Die österreichische Menschenrechtsorganisation Südwind hat indes einen »Faktencheck« zur EU-Verordnung vorgelegt. Darin argumentiert der Verein, dass auch in EU-Ländern Entwaldung ein Problem sei und die Entwaldungsverordnung nicht nur Entwaldung, sondern auch Waldschädigung bekämpfen wolle.

Zudem seien die Warnrufe vor einer überbordenden Bürokratie unbegründet: Die Verordnung greife für den Rohstoff Holz erst dann, wenn ein sogenannter Primärwald in eine landwirtschaftlich genutzte Fläche umgewandelt werde, also ein Wald, der nicht vom Menschen kultiviert wurde.
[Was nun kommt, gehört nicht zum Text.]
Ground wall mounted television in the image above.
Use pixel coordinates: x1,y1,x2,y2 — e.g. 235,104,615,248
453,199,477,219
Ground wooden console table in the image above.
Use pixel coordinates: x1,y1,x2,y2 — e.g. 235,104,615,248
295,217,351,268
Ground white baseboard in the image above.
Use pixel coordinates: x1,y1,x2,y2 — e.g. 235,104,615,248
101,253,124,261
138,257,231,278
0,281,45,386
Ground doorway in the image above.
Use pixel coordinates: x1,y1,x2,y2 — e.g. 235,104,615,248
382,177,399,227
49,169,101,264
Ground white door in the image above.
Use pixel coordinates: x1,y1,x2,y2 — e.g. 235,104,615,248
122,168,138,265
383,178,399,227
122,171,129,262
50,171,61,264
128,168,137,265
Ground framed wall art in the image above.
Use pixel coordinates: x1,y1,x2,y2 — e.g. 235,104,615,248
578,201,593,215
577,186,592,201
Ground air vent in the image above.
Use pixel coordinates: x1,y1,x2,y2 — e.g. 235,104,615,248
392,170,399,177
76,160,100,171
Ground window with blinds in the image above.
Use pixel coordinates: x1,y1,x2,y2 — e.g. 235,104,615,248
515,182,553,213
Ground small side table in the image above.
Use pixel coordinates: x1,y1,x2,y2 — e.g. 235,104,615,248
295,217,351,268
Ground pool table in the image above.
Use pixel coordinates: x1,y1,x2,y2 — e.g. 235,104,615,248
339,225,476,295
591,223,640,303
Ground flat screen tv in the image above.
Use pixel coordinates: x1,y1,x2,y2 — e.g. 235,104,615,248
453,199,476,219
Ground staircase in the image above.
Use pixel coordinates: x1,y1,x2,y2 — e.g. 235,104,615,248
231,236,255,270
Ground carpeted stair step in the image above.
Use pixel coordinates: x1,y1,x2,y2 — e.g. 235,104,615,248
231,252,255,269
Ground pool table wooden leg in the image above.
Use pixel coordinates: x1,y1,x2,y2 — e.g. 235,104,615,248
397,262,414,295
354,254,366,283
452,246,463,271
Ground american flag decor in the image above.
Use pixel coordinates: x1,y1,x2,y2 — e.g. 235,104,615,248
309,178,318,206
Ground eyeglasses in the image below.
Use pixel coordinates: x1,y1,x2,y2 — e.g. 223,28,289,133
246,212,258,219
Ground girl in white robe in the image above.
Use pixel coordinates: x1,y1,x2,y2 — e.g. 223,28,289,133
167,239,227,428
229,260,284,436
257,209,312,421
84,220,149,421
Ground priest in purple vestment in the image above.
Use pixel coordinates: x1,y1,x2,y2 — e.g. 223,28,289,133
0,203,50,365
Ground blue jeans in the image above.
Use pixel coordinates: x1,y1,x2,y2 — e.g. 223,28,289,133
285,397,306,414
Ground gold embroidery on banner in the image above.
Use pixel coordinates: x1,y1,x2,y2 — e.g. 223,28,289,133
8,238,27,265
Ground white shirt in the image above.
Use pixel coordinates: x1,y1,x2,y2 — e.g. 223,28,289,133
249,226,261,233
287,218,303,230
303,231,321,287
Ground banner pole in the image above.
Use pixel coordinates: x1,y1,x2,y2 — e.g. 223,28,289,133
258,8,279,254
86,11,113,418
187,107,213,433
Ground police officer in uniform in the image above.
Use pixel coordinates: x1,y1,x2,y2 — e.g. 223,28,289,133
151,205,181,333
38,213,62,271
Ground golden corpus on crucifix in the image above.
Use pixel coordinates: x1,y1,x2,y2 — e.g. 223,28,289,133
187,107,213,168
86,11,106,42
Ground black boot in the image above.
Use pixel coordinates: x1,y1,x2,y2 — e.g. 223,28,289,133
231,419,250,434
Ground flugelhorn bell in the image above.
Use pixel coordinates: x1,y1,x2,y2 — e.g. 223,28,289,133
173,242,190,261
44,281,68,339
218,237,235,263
Zumindest in Österreich gebe es aber praktisch keine Primärwälder mehr, dasselbe gilt für Deutschland.

Die einzige wesentliche Neuerung für Waldbesitzer*innen sei die einmalige Angabe von Geo-Lokalisationsdaten für deren gesamte Fläche. Laut einem Bericht des österreichischen »Standard« wird in diesem Zusammenhang häufig die Falschbehauptung verbreitet, man müsse jeden Baum einzeln markieren – was einen deutlichen höheren Bürokratieaufwand zur Folge hätte.

Die EU-Verordnung über entwaldungsfreie Produkte ist seit Juni 2023 in Kraft. Ursprünglich sollte sie ab Ende 2024 gelten, doch auf Druck konservativer und rechter Parteien im EU-Parlament wurde der Start auf Ende 2025 verschoben.

Die Regelung verpflichtet Unternehmen, bei Waren wie Palmöl, Rindfleisch, Soja und Holz nachzuweisen, dass diese nicht aus Entwaldung, Waldschädigung oder illegaler Produktion stammen. Das Gesetz unterscheidet nicht zwischen europäischen und außereuropäischen Firmen – alle, die solche Produkte in der EU verkaufen, müssen sich an die Regeln halten.